The signs of weakness stood out during the regular season. No Red Wing reached 30 goals. Franzen had 28, but 5 were in one game and he went largely goalless after December. That put way too much pressure on Datsyuk, who missed 24 games through injury, and Zetterberg. Danny Cleary did contribute 26 goals, but other than these four players, nobody reached 20. That’s simply not enough.
Jiri Hudler (37 points, -7) and Valtteri Filppula (39 points, -1) had disappointing seasons. Hudler came with a lot of expectations when he returned from a season in the Russian KHL, but failed to deliver during the season and disappeared during the playoffs. Coach Mike Babcock resorted to making him a healthy scratch on several occasions, but his output never increased.

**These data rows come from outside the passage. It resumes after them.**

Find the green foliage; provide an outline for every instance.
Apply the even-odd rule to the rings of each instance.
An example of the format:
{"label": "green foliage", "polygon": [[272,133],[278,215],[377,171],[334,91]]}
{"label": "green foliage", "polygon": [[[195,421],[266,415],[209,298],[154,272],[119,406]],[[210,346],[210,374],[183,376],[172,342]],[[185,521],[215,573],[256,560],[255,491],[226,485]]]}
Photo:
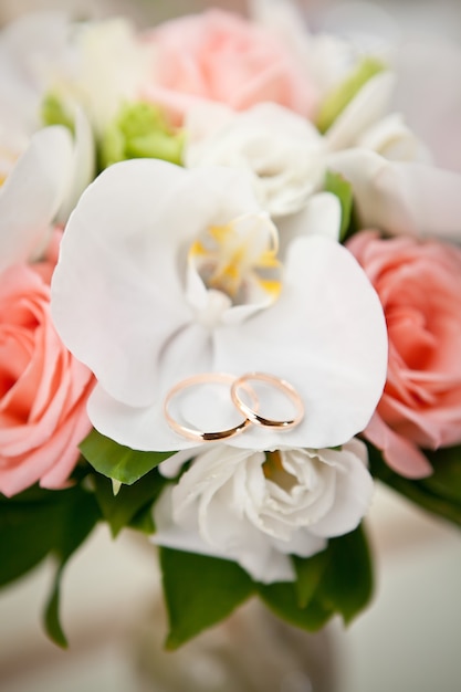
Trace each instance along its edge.
{"label": "green foliage", "polygon": [[350,620],[373,593],[371,562],[362,527],[333,538],[322,553],[294,557],[296,580],[256,584],[235,563],[161,548],[164,590],[176,649],[216,625],[252,595],[283,620],[315,631],[335,614]]}
{"label": "green foliage", "polygon": [[323,553],[294,558],[294,565],[296,581],[259,585],[259,593],[276,615],[302,629],[318,630],[335,614],[348,623],[371,598],[371,560],[362,527],[332,538]]}
{"label": "green foliage", "polygon": [[104,520],[114,538],[125,526],[153,533],[151,505],[167,481],[154,469],[133,485],[122,485],[114,495],[112,483],[106,476],[94,474],[95,496]]}
{"label": "green foliage", "polygon": [[94,496],[82,485],[60,491],[32,487],[12,499],[0,495],[0,585],[18,579],[48,555],[55,557],[44,625],[61,647],[66,646],[59,617],[61,577],[99,517]]}
{"label": "green foliage", "polygon": [[324,98],[317,114],[317,127],[326,133],[360,88],[375,75],[384,72],[386,65],[376,57],[365,57],[350,74]]}
{"label": "green foliage", "polygon": [[139,452],[92,430],[80,450],[91,465],[109,479],[132,485],[175,452]]}
{"label": "green foliage", "polygon": [[412,481],[395,473],[383,460],[379,450],[368,444],[370,470],[401,495],[423,510],[461,526],[461,447],[425,450],[433,466],[432,475]]}
{"label": "green foliage", "polygon": [[160,564],[170,627],[167,649],[220,622],[254,593],[248,574],[226,559],[161,548]]}
{"label": "green foliage", "polygon": [[106,168],[130,158],[159,158],[181,165],[185,135],[148,103],[125,104],[103,133],[99,162]]}
{"label": "green foliage", "polygon": [[352,211],[353,211],[353,186],[344,176],[327,170],[325,174],[324,189],[326,192],[335,195],[340,203],[340,229],[339,240],[343,241],[346,238],[347,230],[350,224]]}

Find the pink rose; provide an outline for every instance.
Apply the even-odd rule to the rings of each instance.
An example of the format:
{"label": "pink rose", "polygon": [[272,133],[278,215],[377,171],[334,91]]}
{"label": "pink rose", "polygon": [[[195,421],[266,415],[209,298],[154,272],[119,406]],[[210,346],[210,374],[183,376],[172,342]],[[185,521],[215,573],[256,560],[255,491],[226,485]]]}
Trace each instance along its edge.
{"label": "pink rose", "polygon": [[275,36],[237,14],[209,10],[171,20],[148,40],[156,70],[144,96],[176,122],[199,99],[237,111],[272,101],[313,115],[316,91],[302,66]]}
{"label": "pink rose", "polygon": [[432,472],[421,448],[461,442],[461,250],[364,231],[348,243],[384,306],[387,384],[365,431],[395,471]]}
{"label": "pink rose", "polygon": [[0,492],[36,481],[62,487],[91,429],[90,370],[60,340],[50,316],[53,261],[0,275]]}

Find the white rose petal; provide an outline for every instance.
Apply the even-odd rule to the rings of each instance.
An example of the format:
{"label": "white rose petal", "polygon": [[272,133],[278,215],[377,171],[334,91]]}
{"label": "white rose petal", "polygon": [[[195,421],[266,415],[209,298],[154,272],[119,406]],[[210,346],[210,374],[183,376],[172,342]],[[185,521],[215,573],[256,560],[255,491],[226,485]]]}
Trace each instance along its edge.
{"label": "white rose petal", "polygon": [[[258,581],[293,580],[290,554],[310,557],[353,531],[373,480],[366,447],[263,452],[214,445],[199,452],[154,510],[154,542],[234,559]],[[169,474],[169,460],[160,471]]]}

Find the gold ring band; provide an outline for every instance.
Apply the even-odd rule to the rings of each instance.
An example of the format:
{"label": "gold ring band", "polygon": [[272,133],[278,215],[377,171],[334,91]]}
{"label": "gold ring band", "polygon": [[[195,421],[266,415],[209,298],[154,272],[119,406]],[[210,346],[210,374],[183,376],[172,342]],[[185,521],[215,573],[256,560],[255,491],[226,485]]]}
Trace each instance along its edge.
{"label": "gold ring band", "polygon": [[[217,432],[202,432],[197,428],[182,426],[171,416],[168,410],[171,399],[184,389],[188,389],[189,387],[193,387],[195,385],[206,385],[210,382],[224,382],[229,385],[232,384],[234,380],[235,376],[228,375],[227,373],[205,373],[201,375],[192,375],[192,377],[187,377],[186,379],[182,379],[180,382],[171,387],[164,402],[164,413],[169,427],[182,437],[199,442],[214,442],[216,440],[226,440],[227,438],[232,438],[233,436],[243,432],[243,430],[245,430],[245,428],[251,424],[251,421],[248,418],[244,418],[242,422],[238,426],[234,426],[233,428],[228,428],[227,430],[218,430]],[[251,388],[248,386],[247,390],[251,392]],[[254,392],[251,396],[253,398],[253,401],[258,406],[258,400],[254,397]]]}
{"label": "gold ring band", "polygon": [[[289,420],[274,420],[260,416],[260,413],[258,413],[255,409],[252,409],[250,406],[248,406],[248,403],[242,401],[239,396],[239,389],[241,387],[245,387],[245,389],[248,389],[249,380],[263,381],[274,386],[276,389],[280,389],[294,405],[296,410],[295,416]],[[283,428],[286,430],[287,428],[294,428],[295,426],[297,426],[304,417],[303,401],[296,389],[285,379],[282,379],[281,377],[275,377],[275,375],[268,375],[266,373],[247,373],[245,375],[242,375],[232,382],[231,397],[233,403],[239,409],[239,411],[256,426]]]}

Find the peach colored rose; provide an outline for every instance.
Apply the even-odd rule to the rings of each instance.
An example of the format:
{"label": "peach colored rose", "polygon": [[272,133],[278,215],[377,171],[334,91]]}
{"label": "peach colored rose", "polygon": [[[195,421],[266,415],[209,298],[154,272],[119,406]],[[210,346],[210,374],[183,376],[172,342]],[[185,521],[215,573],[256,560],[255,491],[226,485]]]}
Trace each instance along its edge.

Filppula is simply a third line center. If he would only shoot more with greater accuracy, he could be brilliant.
Darren Helm and Justin Abdelkader are great energy players. They should anchor the checking line for the next decade, but the Red Wings should not expect a lot of offensive punch from them. If Helm could finish more of the chances his incredible speed creates, he could be a 25 goal scorer. They will be joined by a low budget player like Mike Eaves or Drew Miller, depending on what Holland can scrounge up in free agency.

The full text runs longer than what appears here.